Но счастью, случай пришел нам на помощь. Пока мы говорили, в лагере испанцев, наконец, заметили, что происходит на вершине теокалли. Снизу послышались крики ужаса, а затем началась бешеная пальба из пушек и мушкетов, которая, впрочем, не причиняла нам почти никаких потерь, потому что весь ливень свинца, направленный вверх от подножия пирамиды, проносился над нашими головами. Одновременно большой отряд испанцев двинулся через храмовый двор на приступ – они еще не знали, что дорога наверх разрушена.
Но все это даже не приостановило ритуала жертвоприношения. Грохот пушек, испуганные и яростные крики испанских солдат, свист мушкетных пуль, треск пламени новых пожарищ, зажженных противником, чтобы осветить поле боя, смешались теперь с диким гимном смерти, усиливая всеобщее смятение и беспорядок и облегчая тем самым мою задачу.
Мой друг военачальник отоми с наиболее верными людьми уже были рядом со мной. Пригнувшись, я несколькими быстрыми ударами ножа перерезал веревки испанцев. Мы сбились в кучу из двенадцати с лишним человек, поместив пятерых испанцев в середине, затем я выхватил меч и закричал:
– Теули штурмуют теокалли! Теули пошли на приступ! Мы их отбросим!
Я не солгал, потому что длинная колонна испанцев уже начала подниматься по спиральной дороге. Воспользовавшись этим, мы перебежали открытое пространство и начали спускаться вниз. Нас никто не заметил и не задержал – все были поглощены жертвоприношением. К тому же наверху царила такая сумятица, что, как я узнал позднее, ни один человек даже не обратил на нас внимания.
Уже на спуске я вздохнул спокойнее: теперь мы по крайней мере скрылись от глаз женщин. Однако нужно было спешить. Мы бежали вниз по спиральному пути так быстро, как только испанцев несли затекшие ноги, пока, наконец, не достигли поворота, за которым начинался обрыв.
Отряд противника подошел к этому же повороту одновременно с нами. Испанские солдаты беспомощно толпились у подножия обрыва, вопя от бешенства и отчаяния, потому что теперь они были бессильны чем-либо помочь своим товарищам. Мы их не видели, зато слышали очень хорошо.

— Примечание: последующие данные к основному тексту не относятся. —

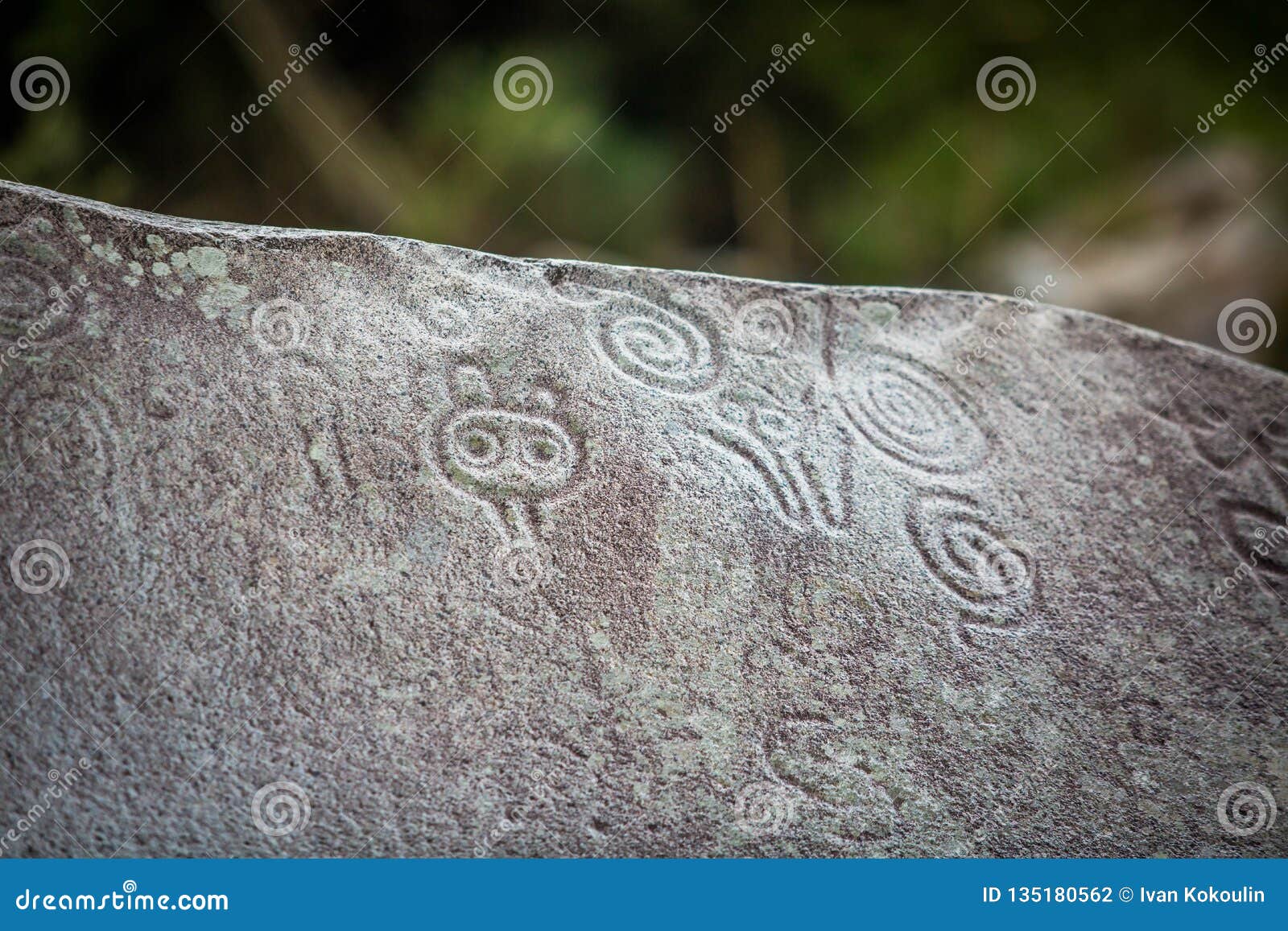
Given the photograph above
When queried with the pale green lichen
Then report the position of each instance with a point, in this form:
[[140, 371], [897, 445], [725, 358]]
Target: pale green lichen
[[222, 298], [72, 219], [107, 251], [209, 262]]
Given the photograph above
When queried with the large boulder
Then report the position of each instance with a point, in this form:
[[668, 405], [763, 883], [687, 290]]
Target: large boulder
[[332, 544]]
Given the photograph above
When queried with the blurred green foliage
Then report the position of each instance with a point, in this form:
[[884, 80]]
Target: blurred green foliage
[[396, 128]]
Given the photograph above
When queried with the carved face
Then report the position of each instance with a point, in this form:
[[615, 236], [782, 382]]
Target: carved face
[[502, 455]]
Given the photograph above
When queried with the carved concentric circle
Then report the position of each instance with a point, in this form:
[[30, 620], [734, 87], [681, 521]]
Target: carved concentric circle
[[968, 554], [907, 412], [654, 347], [500, 455], [35, 309]]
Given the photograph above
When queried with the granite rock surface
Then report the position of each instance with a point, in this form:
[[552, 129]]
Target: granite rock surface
[[326, 544]]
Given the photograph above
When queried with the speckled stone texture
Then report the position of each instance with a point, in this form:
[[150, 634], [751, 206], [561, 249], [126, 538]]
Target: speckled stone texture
[[325, 544]]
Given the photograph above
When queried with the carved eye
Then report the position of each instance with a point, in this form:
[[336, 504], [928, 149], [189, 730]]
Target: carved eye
[[481, 447], [540, 451]]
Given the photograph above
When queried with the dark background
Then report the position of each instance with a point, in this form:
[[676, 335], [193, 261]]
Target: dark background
[[871, 161]]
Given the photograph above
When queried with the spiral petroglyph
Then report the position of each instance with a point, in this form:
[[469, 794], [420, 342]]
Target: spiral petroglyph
[[519, 566], [764, 808], [966, 554], [905, 410], [280, 325], [654, 347], [763, 326]]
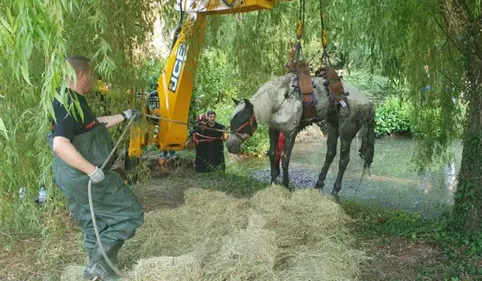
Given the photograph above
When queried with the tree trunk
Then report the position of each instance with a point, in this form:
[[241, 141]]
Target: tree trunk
[[468, 197]]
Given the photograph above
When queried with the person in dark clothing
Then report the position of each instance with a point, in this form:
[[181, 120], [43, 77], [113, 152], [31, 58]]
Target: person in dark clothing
[[80, 146], [217, 160], [209, 144]]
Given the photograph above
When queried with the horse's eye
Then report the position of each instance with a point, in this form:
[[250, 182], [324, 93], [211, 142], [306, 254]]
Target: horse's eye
[[243, 136]]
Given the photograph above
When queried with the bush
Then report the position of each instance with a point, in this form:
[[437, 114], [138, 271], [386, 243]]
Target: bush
[[392, 117]]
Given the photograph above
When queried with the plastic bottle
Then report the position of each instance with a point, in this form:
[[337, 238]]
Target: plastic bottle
[[22, 192]]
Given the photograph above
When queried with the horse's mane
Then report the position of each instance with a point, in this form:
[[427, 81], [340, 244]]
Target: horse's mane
[[266, 96]]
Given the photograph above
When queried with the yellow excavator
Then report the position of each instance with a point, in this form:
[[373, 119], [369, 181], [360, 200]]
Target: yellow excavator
[[176, 81]]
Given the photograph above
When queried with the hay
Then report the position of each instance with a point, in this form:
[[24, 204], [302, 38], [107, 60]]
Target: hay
[[305, 216], [323, 261], [182, 268], [275, 235], [205, 214]]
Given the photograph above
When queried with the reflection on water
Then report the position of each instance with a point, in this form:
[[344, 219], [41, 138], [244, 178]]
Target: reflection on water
[[394, 182]]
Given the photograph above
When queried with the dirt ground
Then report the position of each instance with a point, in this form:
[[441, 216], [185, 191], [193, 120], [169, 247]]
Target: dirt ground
[[390, 259]]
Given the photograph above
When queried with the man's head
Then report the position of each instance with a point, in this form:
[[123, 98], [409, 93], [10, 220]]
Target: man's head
[[211, 117], [84, 77]]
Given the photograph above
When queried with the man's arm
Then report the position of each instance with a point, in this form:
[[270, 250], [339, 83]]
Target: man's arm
[[112, 120], [67, 152]]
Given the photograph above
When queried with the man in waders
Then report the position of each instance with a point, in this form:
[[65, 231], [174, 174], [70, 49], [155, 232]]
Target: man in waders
[[80, 146]]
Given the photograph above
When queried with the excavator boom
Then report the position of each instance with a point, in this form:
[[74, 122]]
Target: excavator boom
[[176, 81]]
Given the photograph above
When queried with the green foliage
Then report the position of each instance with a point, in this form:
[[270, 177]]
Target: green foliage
[[401, 38], [392, 117], [34, 42]]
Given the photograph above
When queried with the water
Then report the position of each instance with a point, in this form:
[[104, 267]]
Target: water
[[394, 182]]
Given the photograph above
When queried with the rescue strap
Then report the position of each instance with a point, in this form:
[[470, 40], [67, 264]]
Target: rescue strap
[[189, 124], [197, 137]]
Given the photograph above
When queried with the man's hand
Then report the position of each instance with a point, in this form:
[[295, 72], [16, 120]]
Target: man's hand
[[97, 176], [131, 113]]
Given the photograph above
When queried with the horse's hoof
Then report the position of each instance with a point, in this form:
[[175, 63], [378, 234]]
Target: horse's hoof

– Мы погибли, – пробормотал старый испанец, с которым я говорил. – Дорога разрушена, а спускаться по склону пирамиды – верная смерть.
– Вовсе вы не погибли, – ответил я. – Футах в пятидесяти внизу дорога сохранилась. Мы вас спустим на нее по одному на веревке.
Не теряя времени, мои воины принялись за дело. Обвязав первого солдата веревкой поперек тела под мышками, мы осторожно спустили его вниз прямо на руки испанцам, которые встретили своего товарища, словно воскресшего из мертвых. Последним оказался старый испанец.
– Прощай, – сказал он мне. – Хоть ты и предатель, бог не забудет твоего милосердия. Может быть, ты последуешь за мной? Тебя не тронут, ручаюсь своей жизнью и честью. Ты говорил, что остался христианином. Разве это место для христиан? – и он показал рукой наверх.
– Конечно, не место, – ответил я. – Но уйти с тобой я не могу. Здесь моя жена и мой сын, и, когда понадобится, я умру вместе с ними. Если хочешь меня отблагодарить, постарайся лучше спасти их жизни – о своей я не забочусь.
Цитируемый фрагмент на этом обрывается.